O objectivo de Donald Trump, explicou-o o próprio na sua rede social, é secar as fontes de rendimento do Irão, que tem a sua produção de crude e LNG quase integralmente escoada para a Ásia, especialmente para a China, mas, alguns analistas admitem que pode não ter pensado nessa consequência, vai igualmente secar a exportação de países como o Catar, Emiratos, Bahrein ou Kuwait, e quase toda a produção da Arábia Saudita, porque perto de 1/3 do seu crude é desviado pelo oleoduto que atravessa o país em direcção ao Mar vermelho.
Como os especialista reconhecem, esta medida pode ser eficaz na pressão sobre o Irão, mas resta saber se as consequências para a economia mundial não serão ainda mais pesadas e, com isso, sobre a economia norte-americana, onde a inflação, o preço dos combustíveis e o mercado do trabalho podem ser um golpe fatal nas aspirações políticas de Donald Trump para as eleições intercalares de Novembro.
É que nas eleições de meio mandato, o Partido Republicano de Trump pode perder as maiorias na Câmara dos Representantes e no Senado, o que deixará o Presidente â merce da oposição Democrata, que já o ameaçou de abertura de um processo de destituição (impeachment) por razões que vão de não ter pedido autorização ao Congresso para a guerra com o Irão, como a Constituição obriga, ou a sua envolvência nos Ficheiros Epstein, o maior escândalo de sempre de pedofilia internacional.
Questionado pelos jornalistas sobre como é que esta decisão pode influenciar o curso das negociações com o Irão, Donald Trump respondeu, no seu estilo, que não quer saber, acrescentando: "Se não voltarem a negociar, não quero saber, por mim tudo bem".
No fim-de-semana, delegações do Irão, chefiadas pelo presidente do Parlamento, Mohammad Bagher Ghalibaf, e pelo ministro dos Negócios Estrangeiros, Abbas Araghchi, e dos EUA, liderada pelo vice-Presidente JD Vance, reuniram durante mais de 20 horas em Islamabad, Paquistão, para desenhar os termos de uma paz longeva, mas falharam nesse propósito.

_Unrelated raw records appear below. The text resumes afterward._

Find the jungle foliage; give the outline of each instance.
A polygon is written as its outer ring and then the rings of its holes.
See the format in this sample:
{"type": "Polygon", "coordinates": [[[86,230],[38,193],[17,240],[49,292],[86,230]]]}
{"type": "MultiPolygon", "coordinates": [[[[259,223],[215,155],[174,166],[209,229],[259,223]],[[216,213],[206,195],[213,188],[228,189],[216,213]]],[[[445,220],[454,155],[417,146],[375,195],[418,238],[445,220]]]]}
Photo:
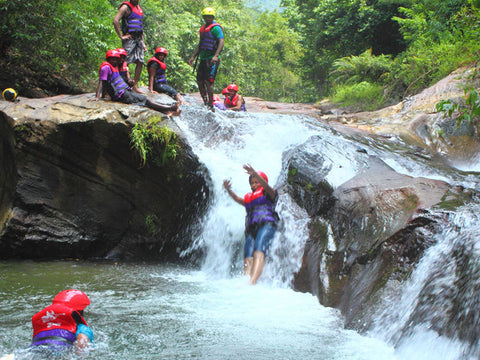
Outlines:
{"type": "MultiPolygon", "coordinates": [[[[145,60],[156,47],[167,48],[169,83],[197,91],[187,60],[198,42],[201,10],[211,6],[225,33],[217,92],[235,82],[243,95],[266,100],[315,102],[354,92],[363,103],[373,91],[372,103],[380,106],[478,58],[477,2],[282,0],[281,12],[260,12],[244,0],[140,0],[145,60]]],[[[120,3],[0,0],[0,60],[60,74],[93,91],[105,51],[121,46],[112,25],[120,3]]]]}

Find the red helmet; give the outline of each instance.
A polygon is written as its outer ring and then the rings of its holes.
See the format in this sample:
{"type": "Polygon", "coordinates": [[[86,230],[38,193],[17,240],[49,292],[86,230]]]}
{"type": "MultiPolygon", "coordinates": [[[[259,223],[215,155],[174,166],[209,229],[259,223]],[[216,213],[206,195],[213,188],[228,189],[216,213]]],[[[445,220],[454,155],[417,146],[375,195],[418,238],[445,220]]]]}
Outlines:
{"type": "Polygon", "coordinates": [[[158,47],[155,49],[155,54],[165,54],[165,56],[167,56],[167,49],[163,48],[163,47],[158,47]]]}
{"type": "Polygon", "coordinates": [[[213,102],[220,101],[220,98],[217,95],[213,95],[213,102]]]}
{"type": "Polygon", "coordinates": [[[222,95],[228,95],[228,89],[227,88],[222,90],[222,95]]]}
{"type": "Polygon", "coordinates": [[[227,89],[237,92],[238,91],[238,86],[235,85],[235,84],[230,84],[230,85],[227,86],[227,89]]]}
{"type": "Polygon", "coordinates": [[[124,48],[118,48],[115,51],[117,51],[120,55],[127,56],[127,50],[125,50],[124,48]]]}
{"type": "Polygon", "coordinates": [[[83,310],[90,305],[90,300],[83,291],[69,289],[60,291],[53,298],[52,304],[65,304],[73,310],[83,310]]]}
{"type": "Polygon", "coordinates": [[[117,50],[108,50],[107,53],[105,54],[105,59],[108,59],[109,57],[120,57],[120,53],[117,50]]]}
{"type": "Polygon", "coordinates": [[[263,180],[265,180],[268,183],[267,174],[265,174],[263,171],[257,171],[257,174],[260,175],[263,178],[263,180]]]}

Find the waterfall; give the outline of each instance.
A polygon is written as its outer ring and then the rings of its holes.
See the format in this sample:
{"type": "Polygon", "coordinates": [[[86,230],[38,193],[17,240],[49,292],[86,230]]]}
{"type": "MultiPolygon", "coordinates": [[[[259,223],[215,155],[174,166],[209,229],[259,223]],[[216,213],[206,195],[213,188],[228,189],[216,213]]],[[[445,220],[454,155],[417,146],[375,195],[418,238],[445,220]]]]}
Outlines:
{"type": "MultiPolygon", "coordinates": [[[[274,188],[282,181],[282,154],[290,147],[319,134],[311,119],[278,114],[217,112],[203,109],[184,110],[178,126],[187,134],[212,179],[213,200],[203,219],[201,235],[185,253],[205,249],[202,270],[210,276],[225,278],[243,271],[243,232],[245,209],[235,203],[223,189],[229,179],[235,193],[250,192],[243,164],[264,171],[274,188]]],[[[270,249],[263,279],[288,286],[298,270],[307,239],[308,216],[288,194],[279,191],[276,210],[281,229],[270,249]]]]}
{"type": "MultiPolygon", "coordinates": [[[[206,113],[198,106],[184,110],[177,119],[195,153],[209,170],[212,203],[202,219],[203,230],[184,253],[203,249],[202,271],[212,278],[239,276],[243,271],[243,231],[245,210],[224,191],[229,179],[235,193],[250,191],[242,165],[250,163],[267,173],[269,183],[280,198],[277,211],[281,231],[274,239],[261,281],[289,287],[300,268],[309,217],[279,187],[286,183],[282,155],[296,145],[314,138],[325,143],[325,159],[333,165],[328,175],[335,188],[356,173],[355,149],[367,148],[397,172],[410,176],[439,179],[450,184],[478,187],[475,174],[445,171],[412,153],[395,151],[372,139],[338,134],[309,117],[279,114],[216,112],[206,113]],[[352,158],[350,158],[352,157],[352,158]]],[[[465,206],[432,233],[433,245],[405,283],[388,283],[385,299],[376,309],[368,334],[394,345],[401,359],[458,359],[479,357],[472,339],[480,332],[479,285],[480,205],[465,206]],[[460,286],[460,285],[461,286],[460,286]],[[456,324],[462,329],[457,329],[456,324]]],[[[333,247],[333,243],[329,248],[333,247]]],[[[322,267],[322,265],[321,265],[322,267]]],[[[328,286],[328,279],[320,274],[328,286]]]]}

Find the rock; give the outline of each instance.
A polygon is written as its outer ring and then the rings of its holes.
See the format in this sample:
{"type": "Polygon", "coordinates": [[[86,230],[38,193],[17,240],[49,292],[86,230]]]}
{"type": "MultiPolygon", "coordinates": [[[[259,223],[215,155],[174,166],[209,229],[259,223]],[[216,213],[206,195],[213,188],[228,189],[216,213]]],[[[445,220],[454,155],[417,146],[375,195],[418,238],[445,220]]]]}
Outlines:
{"type": "Polygon", "coordinates": [[[443,221],[435,207],[470,201],[471,194],[443,181],[399,174],[361,148],[338,147],[344,160],[335,152],[336,164],[349,161],[345,167],[357,172],[339,186],[328,183],[340,177],[332,176],[339,170],[320,151],[325,143],[319,137],[284,160],[290,169],[287,191],[311,217],[294,288],[339,308],[347,326],[358,328],[368,324],[387,281],[406,276],[430,245],[425,234],[443,221]]]}
{"type": "Polygon", "coordinates": [[[92,97],[0,102],[1,258],[173,261],[188,246],[208,202],[204,167],[168,117],[92,97]],[[177,134],[177,157],[142,166],[130,132],[153,116],[177,134]]]}

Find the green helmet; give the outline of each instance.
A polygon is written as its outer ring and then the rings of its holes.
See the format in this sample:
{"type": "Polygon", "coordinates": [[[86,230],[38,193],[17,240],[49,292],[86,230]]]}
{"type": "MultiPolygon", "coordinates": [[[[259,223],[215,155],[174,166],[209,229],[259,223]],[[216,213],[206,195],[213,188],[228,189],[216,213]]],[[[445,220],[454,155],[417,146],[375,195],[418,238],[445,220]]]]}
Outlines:
{"type": "Polygon", "coordinates": [[[215,10],[211,7],[206,7],[205,9],[202,10],[202,16],[215,16],[215,10]]]}

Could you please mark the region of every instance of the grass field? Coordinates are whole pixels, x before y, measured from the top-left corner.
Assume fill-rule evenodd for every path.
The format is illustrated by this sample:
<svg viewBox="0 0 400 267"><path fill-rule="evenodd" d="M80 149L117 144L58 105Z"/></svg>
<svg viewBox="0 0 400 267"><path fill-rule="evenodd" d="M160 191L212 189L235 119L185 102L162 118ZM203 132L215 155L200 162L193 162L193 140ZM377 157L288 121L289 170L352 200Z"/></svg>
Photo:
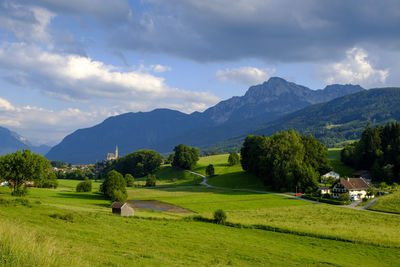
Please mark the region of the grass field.
<svg viewBox="0 0 400 267"><path fill-rule="evenodd" d="M368 209L400 214L400 192L380 197Z"/></svg>
<svg viewBox="0 0 400 267"><path fill-rule="evenodd" d="M212 163L218 176L211 181L233 187L237 179L248 181L243 186L257 186L237 174L243 174L240 165L226 161L227 155L201 158L195 171L204 173ZM210 189L197 185L198 176L168 166L156 175L158 186L128 188L128 198L164 201L205 218L223 209L229 222L247 228L150 210L119 217L95 192L99 182L92 193L76 193L80 181L59 180L59 188L32 188L25 198L11 197L1 187L0 265L391 266L400 258L400 216ZM251 228L260 226L279 232Z"/></svg>
<svg viewBox="0 0 400 267"><path fill-rule="evenodd" d="M263 185L260 178L243 171L240 164L229 166L228 157L228 154L201 157L193 170L205 175L206 167L213 164L215 176L208 180L210 185L227 188L269 189Z"/></svg>
<svg viewBox="0 0 400 267"><path fill-rule="evenodd" d="M354 169L346 166L340 160L340 151L342 148L329 148L327 158L331 163L333 170L341 177L353 177Z"/></svg>

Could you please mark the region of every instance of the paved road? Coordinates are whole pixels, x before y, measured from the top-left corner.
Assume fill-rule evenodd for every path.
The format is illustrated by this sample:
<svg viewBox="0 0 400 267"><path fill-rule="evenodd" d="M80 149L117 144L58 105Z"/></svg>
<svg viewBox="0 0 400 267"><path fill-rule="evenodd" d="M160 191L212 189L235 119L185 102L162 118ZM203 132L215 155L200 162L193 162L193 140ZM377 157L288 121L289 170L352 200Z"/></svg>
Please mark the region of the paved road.
<svg viewBox="0 0 400 267"><path fill-rule="evenodd" d="M253 190L253 189L245 189L245 188L235 188L234 189L234 188L228 188L228 187L213 186L213 185L210 185L210 184L207 183L207 176L205 176L205 175L203 175L201 173L198 173L198 172L194 172L194 171L189 171L188 170L188 172L196 174L198 176L201 176L203 178L203 181L200 184L204 185L204 186L206 186L208 188L221 189L221 190L233 190L233 191L246 191L246 192L254 192L254 193L261 193L261 194L275 194L275 195L280 195L280 196L284 196L284 197L290 197L290 198L294 198L294 199L308 201L308 202L312 202L312 203L316 203L316 204L326 204L326 203L322 203L322 202L318 202L318 201L314 201L314 200L310 200L310 199L296 197L296 196L289 195L289 194L282 194L282 193L275 193L275 192L268 192L268 191L260 191L260 190ZM389 213L389 212L384 212L384 211L368 210L368 208L371 207L372 205L374 205L375 202L376 202L376 199L373 199L367 205L362 206L362 207L357 207L357 205L359 203L361 203L361 200L360 200L360 201L354 201L350 205L338 205L337 207L344 207L344 208L350 208L350 209L356 209L356 210L364 210L364 211L375 212L375 213L384 213L384 214L396 215L396 216L400 215L400 214Z"/></svg>

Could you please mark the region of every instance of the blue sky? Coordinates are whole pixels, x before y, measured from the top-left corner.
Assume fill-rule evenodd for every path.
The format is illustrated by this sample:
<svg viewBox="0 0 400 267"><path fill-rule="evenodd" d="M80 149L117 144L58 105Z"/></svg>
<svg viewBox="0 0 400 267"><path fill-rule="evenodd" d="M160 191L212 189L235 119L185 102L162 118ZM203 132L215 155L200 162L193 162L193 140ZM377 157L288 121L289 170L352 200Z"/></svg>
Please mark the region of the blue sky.
<svg viewBox="0 0 400 267"><path fill-rule="evenodd" d="M0 126L35 144L124 112L203 111L271 76L400 85L395 0L0 0Z"/></svg>

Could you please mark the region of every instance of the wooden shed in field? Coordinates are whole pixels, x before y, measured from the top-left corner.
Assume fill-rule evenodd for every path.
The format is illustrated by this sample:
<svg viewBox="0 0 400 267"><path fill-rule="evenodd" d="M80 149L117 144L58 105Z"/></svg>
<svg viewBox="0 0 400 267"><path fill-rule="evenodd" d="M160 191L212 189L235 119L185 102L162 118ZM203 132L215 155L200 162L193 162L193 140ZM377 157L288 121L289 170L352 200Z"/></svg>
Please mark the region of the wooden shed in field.
<svg viewBox="0 0 400 267"><path fill-rule="evenodd" d="M128 203L114 202L111 204L110 208L112 208L112 213L121 216L133 216L135 214L135 211L128 205Z"/></svg>

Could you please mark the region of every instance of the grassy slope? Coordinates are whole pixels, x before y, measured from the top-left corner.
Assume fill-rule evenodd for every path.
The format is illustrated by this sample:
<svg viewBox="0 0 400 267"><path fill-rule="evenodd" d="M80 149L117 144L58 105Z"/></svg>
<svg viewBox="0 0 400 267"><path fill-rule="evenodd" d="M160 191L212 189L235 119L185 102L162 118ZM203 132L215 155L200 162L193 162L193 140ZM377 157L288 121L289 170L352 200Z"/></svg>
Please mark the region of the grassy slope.
<svg viewBox="0 0 400 267"><path fill-rule="evenodd" d="M368 209L400 214L400 192L380 197L375 204Z"/></svg>
<svg viewBox="0 0 400 267"><path fill-rule="evenodd" d="M139 189L131 189L130 193L135 194L136 190ZM76 194L76 200L79 201L73 201L69 206L58 207L53 203L57 200L57 195L44 194L44 191L31 190L32 196L27 198L31 207L18 204L0 206L0 258L3 265L13 260L13 266L376 266L389 265L400 256L397 248L237 229L192 221L122 218L112 215L106 205L98 205L99 200L94 194L87 194L87 198ZM151 195L154 189L148 192ZM190 194L190 191L186 193ZM210 192L208 195L208 200L218 199L218 192ZM12 199L5 193L0 197ZM224 200L232 200L235 197L237 194L226 194ZM250 199L254 197L256 196L247 196ZM40 204L36 202L38 198L41 200ZM242 199L241 195L239 199ZM279 203L279 199L274 201L275 204ZM93 210L82 210L82 205L91 206ZM52 218L54 214L72 214L73 219L65 221ZM7 231L4 231L4 228ZM10 230L14 238L7 234ZM29 239L21 239L26 233L29 233ZM21 244L20 240L24 240L24 244ZM50 246L54 251L49 250ZM26 256L23 247L33 249L29 249L31 253ZM352 253L349 254L348 251ZM14 254L10 256L12 252ZM52 259L48 259L48 256Z"/></svg>
<svg viewBox="0 0 400 267"><path fill-rule="evenodd" d="M220 175L212 179L232 177L238 166L226 166L226 160L227 155L202 158L196 171L204 172L205 166L213 163ZM27 198L30 204L25 206L13 201L4 205L14 198L7 188L0 188L0 200L4 200L0 205L0 260L3 265L13 266L376 266L390 265L400 257L398 216L312 204L273 194L207 189L193 186L198 177L168 167L161 169L158 176L162 185L129 188L129 199L161 200L209 218L214 210L222 208L231 222L274 226L357 243L182 221L187 215L146 210L135 211L142 219L122 218L111 214L110 202L101 195L75 193L79 181L60 180L57 190L31 189ZM248 179L246 175L238 177ZM228 184L225 178L220 180L224 185ZM99 185L94 183L94 188ZM55 214L71 214L72 221L53 218ZM30 236L23 239L26 233ZM19 240L32 249L27 251ZM48 257L54 260L46 261Z"/></svg>
<svg viewBox="0 0 400 267"><path fill-rule="evenodd" d="M342 148L328 149L327 158L331 162L332 168L335 172L339 173L341 177L353 177L353 168L346 166L340 161L340 151Z"/></svg>
<svg viewBox="0 0 400 267"><path fill-rule="evenodd" d="M193 170L205 175L206 167L213 164L216 176L208 180L211 185L228 188L268 189L258 177L243 171L240 164L229 166L228 157L228 154L201 157Z"/></svg>

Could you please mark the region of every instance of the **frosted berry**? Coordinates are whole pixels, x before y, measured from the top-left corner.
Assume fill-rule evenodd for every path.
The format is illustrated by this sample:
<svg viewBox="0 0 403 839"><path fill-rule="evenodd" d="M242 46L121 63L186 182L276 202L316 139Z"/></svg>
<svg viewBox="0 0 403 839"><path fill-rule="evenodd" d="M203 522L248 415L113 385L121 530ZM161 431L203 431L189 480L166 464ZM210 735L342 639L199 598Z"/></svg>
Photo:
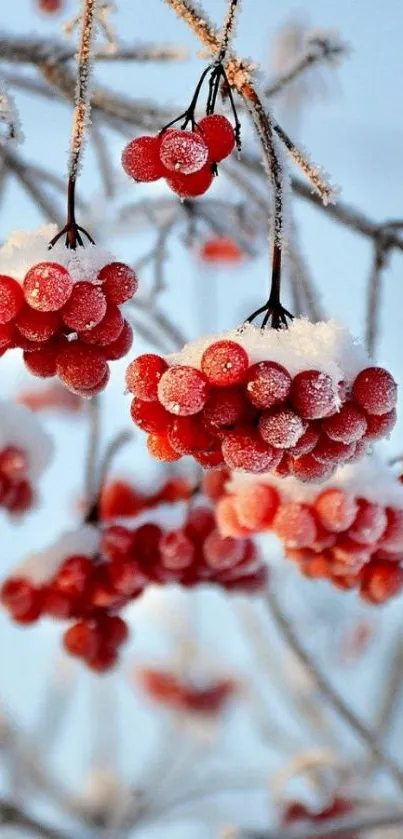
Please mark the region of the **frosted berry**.
<svg viewBox="0 0 403 839"><path fill-rule="evenodd" d="M323 463L312 454L303 454L301 457L290 457L288 460L289 471L300 481L325 481L333 474L335 466L333 463Z"/></svg>
<svg viewBox="0 0 403 839"><path fill-rule="evenodd" d="M24 364L33 376L48 379L56 375L57 357L61 348L59 341L49 341L33 352L24 352Z"/></svg>
<svg viewBox="0 0 403 839"><path fill-rule="evenodd" d="M133 330L127 320L123 321L123 329L116 341L112 341L103 348L103 354L107 361L117 361L124 358L133 344Z"/></svg>
<svg viewBox="0 0 403 839"><path fill-rule="evenodd" d="M252 364L246 377L248 399L257 408L272 408L288 399L291 376L285 367L275 361Z"/></svg>
<svg viewBox="0 0 403 839"><path fill-rule="evenodd" d="M25 275L23 290L25 300L33 309L56 312L67 303L73 291L73 280L63 265L40 262Z"/></svg>
<svg viewBox="0 0 403 839"><path fill-rule="evenodd" d="M233 503L238 521L243 527L264 530L272 524L280 498L274 487L256 483L238 490Z"/></svg>
<svg viewBox="0 0 403 839"><path fill-rule="evenodd" d="M370 548L355 542L349 536L338 539L332 549L334 559L348 565L354 572L358 571L371 557Z"/></svg>
<svg viewBox="0 0 403 839"><path fill-rule="evenodd" d="M304 370L292 383L291 402L304 419L322 419L337 410L332 379L319 370Z"/></svg>
<svg viewBox="0 0 403 839"><path fill-rule="evenodd" d="M88 556L70 556L60 565L54 585L69 597L80 597L84 594L93 567Z"/></svg>
<svg viewBox="0 0 403 839"><path fill-rule="evenodd" d="M11 348L14 339L14 323L0 323L0 354Z"/></svg>
<svg viewBox="0 0 403 839"><path fill-rule="evenodd" d="M165 568L180 571L188 568L194 558L195 548L183 530L164 533L160 540L161 562Z"/></svg>
<svg viewBox="0 0 403 839"><path fill-rule="evenodd" d="M323 430L332 440L356 443L367 430L367 420L354 402L346 402L337 414L323 420Z"/></svg>
<svg viewBox="0 0 403 839"><path fill-rule="evenodd" d="M403 590L403 569L392 562L372 560L363 571L360 594L369 603L385 603Z"/></svg>
<svg viewBox="0 0 403 839"><path fill-rule="evenodd" d="M222 453L230 469L267 472L273 462L273 448L253 430L230 431L222 443Z"/></svg>
<svg viewBox="0 0 403 839"><path fill-rule="evenodd" d="M232 536L235 539L250 536L252 531L241 525L234 501L232 496L220 498L215 511L218 529L222 536Z"/></svg>
<svg viewBox="0 0 403 839"><path fill-rule="evenodd" d="M109 303L105 316L102 320L86 332L79 332L78 337L86 344L96 344L98 347L106 347L117 341L123 330L123 315L118 306Z"/></svg>
<svg viewBox="0 0 403 839"><path fill-rule="evenodd" d="M143 183L158 181L164 174L159 137L137 137L123 151L122 166L127 175Z"/></svg>
<svg viewBox="0 0 403 839"><path fill-rule="evenodd" d="M150 404L150 403L149 403ZM162 410L165 410L162 408ZM168 430L168 439L175 451L181 455L192 454L198 451L205 451L212 445L212 437L206 431L197 416L176 417L167 414L171 423Z"/></svg>
<svg viewBox="0 0 403 839"><path fill-rule="evenodd" d="M180 454L172 448L166 434L149 434L147 449L156 460L162 460L166 463L171 463L180 458Z"/></svg>
<svg viewBox="0 0 403 839"><path fill-rule="evenodd" d="M403 551L403 510L386 509L387 524L379 546L385 551Z"/></svg>
<svg viewBox="0 0 403 839"><path fill-rule="evenodd" d="M348 535L360 544L374 545L386 529L386 512L380 504L373 504L364 498L357 499L357 508Z"/></svg>
<svg viewBox="0 0 403 839"><path fill-rule="evenodd" d="M206 472L202 477L202 489L204 495L210 501L218 501L224 495L225 484L229 479L229 472L221 469L217 472Z"/></svg>
<svg viewBox="0 0 403 839"><path fill-rule="evenodd" d="M77 658L93 658L98 649L98 633L95 626L90 621L77 621L66 629L63 646L70 655Z"/></svg>
<svg viewBox="0 0 403 839"><path fill-rule="evenodd" d="M108 303L120 306L131 300L137 291L138 279L135 272L124 262L110 262L104 265L98 274L102 291Z"/></svg>
<svg viewBox="0 0 403 839"><path fill-rule="evenodd" d="M246 418L250 406L241 388L217 388L209 396L204 409L206 428L218 437Z"/></svg>
<svg viewBox="0 0 403 839"><path fill-rule="evenodd" d="M158 384L158 398L171 414L188 416L197 414L204 407L208 384L199 370L178 364L169 367Z"/></svg>
<svg viewBox="0 0 403 839"><path fill-rule="evenodd" d="M28 341L48 341L60 328L59 312L38 312L27 304L17 318L17 326Z"/></svg>
<svg viewBox="0 0 403 839"><path fill-rule="evenodd" d="M6 446L0 451L0 474L11 480L25 475L29 467L29 457L18 446Z"/></svg>
<svg viewBox="0 0 403 839"><path fill-rule="evenodd" d="M235 341L215 341L204 351L200 366L210 384L230 387L244 381L249 359L246 350Z"/></svg>
<svg viewBox="0 0 403 839"><path fill-rule="evenodd" d="M353 396L368 414L387 414L396 407L397 384L383 367L367 367L353 384Z"/></svg>
<svg viewBox="0 0 403 839"><path fill-rule="evenodd" d="M24 305L22 288L12 277L0 275L0 324L17 317Z"/></svg>
<svg viewBox="0 0 403 839"><path fill-rule="evenodd" d="M219 445L213 446L205 452L194 452L193 457L202 469L219 469L225 464Z"/></svg>
<svg viewBox="0 0 403 839"><path fill-rule="evenodd" d="M24 577L9 577L3 583L0 588L0 602L17 623L35 623L41 615L41 593Z"/></svg>
<svg viewBox="0 0 403 839"><path fill-rule="evenodd" d="M206 539L214 529L215 522L211 510L207 507L191 507L186 520L185 532L192 541Z"/></svg>
<svg viewBox="0 0 403 839"><path fill-rule="evenodd" d="M295 446L306 429L306 423L291 408L263 411L259 419L259 433L266 443L278 449Z"/></svg>
<svg viewBox="0 0 403 839"><path fill-rule="evenodd" d="M396 408L379 416L376 414L367 414L365 440L381 440L384 437L388 437L396 425L396 420Z"/></svg>
<svg viewBox="0 0 403 839"><path fill-rule="evenodd" d="M353 496L335 487L319 493L315 510L323 527L331 533L340 533L352 525L358 506Z"/></svg>
<svg viewBox="0 0 403 839"><path fill-rule="evenodd" d="M244 545L241 540L221 536L218 530L212 530L203 543L207 565L220 571L237 565L242 560L243 553Z"/></svg>
<svg viewBox="0 0 403 839"><path fill-rule="evenodd" d="M280 504L273 520L274 533L288 548L305 548L315 541L315 519L306 504Z"/></svg>
<svg viewBox="0 0 403 839"><path fill-rule="evenodd" d="M107 364L100 350L75 341L60 350L56 369L67 387L88 390L100 384L107 373Z"/></svg>
<svg viewBox="0 0 403 839"><path fill-rule="evenodd" d="M133 534L127 527L112 524L106 527L101 538L101 554L111 562L125 559L133 546Z"/></svg>
<svg viewBox="0 0 403 839"><path fill-rule="evenodd" d="M197 198L204 195L213 183L213 170L210 163L206 163L198 172L193 175L172 175L167 178L167 184L172 192L180 198Z"/></svg>
<svg viewBox="0 0 403 839"><path fill-rule="evenodd" d="M310 454L314 450L319 437L319 427L314 422L308 423L308 428L304 431L295 446L292 446L289 450L289 454L292 457L302 457L304 454Z"/></svg>
<svg viewBox="0 0 403 839"><path fill-rule="evenodd" d="M106 297L99 286L86 280L75 283L70 299L62 311L64 323L82 332L93 329L106 313Z"/></svg>
<svg viewBox="0 0 403 839"><path fill-rule="evenodd" d="M164 432L172 420L171 415L159 402L146 402L134 397L130 406L133 422L147 433Z"/></svg>
<svg viewBox="0 0 403 839"><path fill-rule="evenodd" d="M100 379L100 381L98 382L98 384L92 385L91 387L71 387L71 390L73 391L73 393L78 394L78 396L81 396L83 399L91 399L92 396L96 396L98 393L102 393L102 391L105 390L110 377L111 373L109 367L107 366L105 373L102 376L102 379Z"/></svg>
<svg viewBox="0 0 403 839"><path fill-rule="evenodd" d="M221 114L209 114L199 122L202 137L209 150L210 159L219 163L231 154L235 148L234 129Z"/></svg>
<svg viewBox="0 0 403 839"><path fill-rule="evenodd" d="M355 443L341 443L322 434L313 450L316 460L321 463L343 463L355 454Z"/></svg>
<svg viewBox="0 0 403 839"><path fill-rule="evenodd" d="M193 175L203 168L208 148L201 134L171 129L161 136L160 159L170 172Z"/></svg>
<svg viewBox="0 0 403 839"><path fill-rule="evenodd" d="M168 365L163 358L153 353L139 355L126 370L126 387L138 399L158 399L158 384Z"/></svg>
<svg viewBox="0 0 403 839"><path fill-rule="evenodd" d="M229 236L215 236L204 242L199 255L203 262L231 265L241 262L244 252Z"/></svg>

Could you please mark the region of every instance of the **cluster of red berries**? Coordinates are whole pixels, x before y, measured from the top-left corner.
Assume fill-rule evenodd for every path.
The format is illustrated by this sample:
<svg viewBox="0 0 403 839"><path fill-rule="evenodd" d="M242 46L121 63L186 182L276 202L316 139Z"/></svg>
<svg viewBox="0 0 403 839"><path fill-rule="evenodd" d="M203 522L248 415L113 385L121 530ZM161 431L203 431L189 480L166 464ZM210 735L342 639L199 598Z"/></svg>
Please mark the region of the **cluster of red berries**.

Trump e Vance justificaram o insucesso das conversações com a recusa do Irão em ceder em pontos fulcrais, como a questão do enriquecimento do urânio e na questão do Estreito de Ormuz, enquanto a parte iraniana sublinhava "alguns aspectos onde as duas partes se aproximaram" mas sem as especificar, apontando para novas etapas negociais no futuro.
Uma das possibilidades para nova ronda negocial é Moscovo, depois de o Presidente russo, Vladimir Putin, se ter disponibilizado a mediar futuros encontros entre norte-americanos e iranianos.
Entretanto, à margem desta "guerrilha" negocial, onde as partes procuram pressionar o outro lado, sejam os EUA com o bloqueio sobre o bloqueio, ao Irão, seja o Irão com a resiliência que levará o preço da energia para patamares insustentáveis para a economia norte-americana, há uma outra frente onde os impactos podem resultar em catástrofe para milhões de pessoas.
Segundo o Programa das Nações Unidas para o Desenvolvimento (PNUD), esta situação no Golfo Pérsico está a gerar riscos existenciais para mais de 30 milhões de pessoas no imediato, em países de todo o mundo, que podem mergulhar na pobreza extrema ao serem sufocados pelo triplo choque do fraco crescimento, escassez energética e produção agrícola.
Além disso, em suspenso permanece a ameaça de Donald Trump sobre os negociadores iranianos, neste caso Mohammad-Bagher Ghalibaf, presidente do Parlamento, e Abbas Araghchi, chefe da diplomacia, quando este, na semana passada, escreveu na Truth Social, que só estavam vivos para poderem negociar, o que foi e é visto como uma clara ameaça de morte sobre aqueles que devem ou podem, chegar a um acordo com Washington.